5.13 De Valk heeft verweer gevoerd tegen de buitengerechtelijke incassokosten. De kantonrechter is van oordeel dat dit verweer slaagt. De gestelde incassowerkzaamheden van Berendsen zelf rechtvaardigen geen vergoeding voor buitengerechtelijke kosten terwijl de incassowerkzaamheden van haar gemachtigde mede gelet op het tijdstip waarop deze hebben plaatsgevonden, te weten kort voorafgaand aan het uitbrengen van de
dagvaarding, werkzaamheden betreft waarop de vergoeding op grond van artikel 237 Rv. geacht wordt betrekking te hebben. Op dit onderdeel van de vordering kan het verstekvonnis dus niet in stand blijven.
5.14 Berendsen heeft in haar inleidende dagvaarding tevens gevraagd om de vergoeding van nakosten waarvoor zij een bedrag heeft gevorderd. In een procedure bij de kantonrechter worden, anders dan bij de sector civiel, geen nakosten begroot. Het vonnis biedt wel een titel voor de nakosten (HR 19 maart 2010, LJN BL 1116). Ook op dit onderdeel van het oorspronkelijk gevorderde kan het verstekvonnis dus ook niet in stand blijven.
5.15 Nu De Valk grotendeels in het ongelijk wordt gesteld, zal zij worden veroordeeld in de kosten van de procedure.

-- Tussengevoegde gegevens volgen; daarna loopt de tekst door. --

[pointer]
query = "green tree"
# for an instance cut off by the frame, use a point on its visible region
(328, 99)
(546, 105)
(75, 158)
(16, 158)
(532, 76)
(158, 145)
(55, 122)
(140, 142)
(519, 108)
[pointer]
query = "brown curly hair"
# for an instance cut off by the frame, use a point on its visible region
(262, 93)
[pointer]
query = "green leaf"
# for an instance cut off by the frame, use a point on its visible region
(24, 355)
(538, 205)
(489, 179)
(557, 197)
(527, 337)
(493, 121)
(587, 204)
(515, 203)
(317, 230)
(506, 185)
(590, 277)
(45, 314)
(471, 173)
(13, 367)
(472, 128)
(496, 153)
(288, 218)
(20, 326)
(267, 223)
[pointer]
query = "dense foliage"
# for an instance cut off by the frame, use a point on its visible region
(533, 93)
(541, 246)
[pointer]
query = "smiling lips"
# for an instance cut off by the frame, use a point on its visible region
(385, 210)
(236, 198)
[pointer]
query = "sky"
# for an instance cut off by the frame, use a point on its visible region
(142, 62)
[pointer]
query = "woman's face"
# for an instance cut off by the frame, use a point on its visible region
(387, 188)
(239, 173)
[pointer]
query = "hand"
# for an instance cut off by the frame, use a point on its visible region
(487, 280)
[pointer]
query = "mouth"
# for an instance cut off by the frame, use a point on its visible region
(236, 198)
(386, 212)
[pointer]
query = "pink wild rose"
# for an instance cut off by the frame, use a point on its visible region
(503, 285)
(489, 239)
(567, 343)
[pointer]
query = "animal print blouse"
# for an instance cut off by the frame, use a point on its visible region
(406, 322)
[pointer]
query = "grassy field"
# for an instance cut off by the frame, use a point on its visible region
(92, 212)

De rechtbank sector civiel heeft aan beide partijen een vastrecht in rekening gebracht van € 313,00. Nu Berendsen de procedure ten onrechte bij de sector civiel heeft aangebracht en daarmee een hoger vastrecht verschuldigd is geworden dan zij verschuldigd zou zijn indien zij de procedure aanhangig zou hebben gemaakt bij de sector kanton, wordt De Valk ter zake van het vastrecht veroordeeld in het vastrecht dat Berendsen bij kanton verschuldigd zou zijn geweest, te weten € 208,00. Het door de sector civiel bij De Valk in rekening gebrachte vastrecht ad € 313,00 dient door Berendsen vergoed te worden nu zij De Valk ten onrechte bij deze sector heeft gedagvaard.
6. De beslissing
De kantonrechter
6.1 verklaart gegrond het verzet van De Valk tegen het tegen haar gewezen verstekvonnis van de rechtbank Arnhem sector civiel van 24 juni 2009 (gewezen onder rolnummer HA ZA [nummer]) en ontheft haar van de veroordelingen zoals die voortvloeien uit dat verstekvonnis;
en opnieuw rechtdoende:
6.2 veroordeelt De Valk tot betaling van een bedrag van € 5.675,55 te vermeerderen met de wettelijke rente als bedoeld in artikel 6:119a BW vanaf 6 maart 2009 tot aan de dag van volledige betaling;
6.3 veroordeelt De Valk in de proceskosten aan de zijde van Berendsen tot op heden begroot op € 72,25 aan exploitkosten, € 208,00 aan vastrecht en € 750,00 aan salarisgemachtigde, een en ander onder aftrek van een bedrag van € 313,00 ter zake van het vast recht bij de sector civiel;
6.4 verklaart deze veroordeling(en) uitvoerbaar bij voorraad;
6.5 wijst het meer of anders gevorderde af.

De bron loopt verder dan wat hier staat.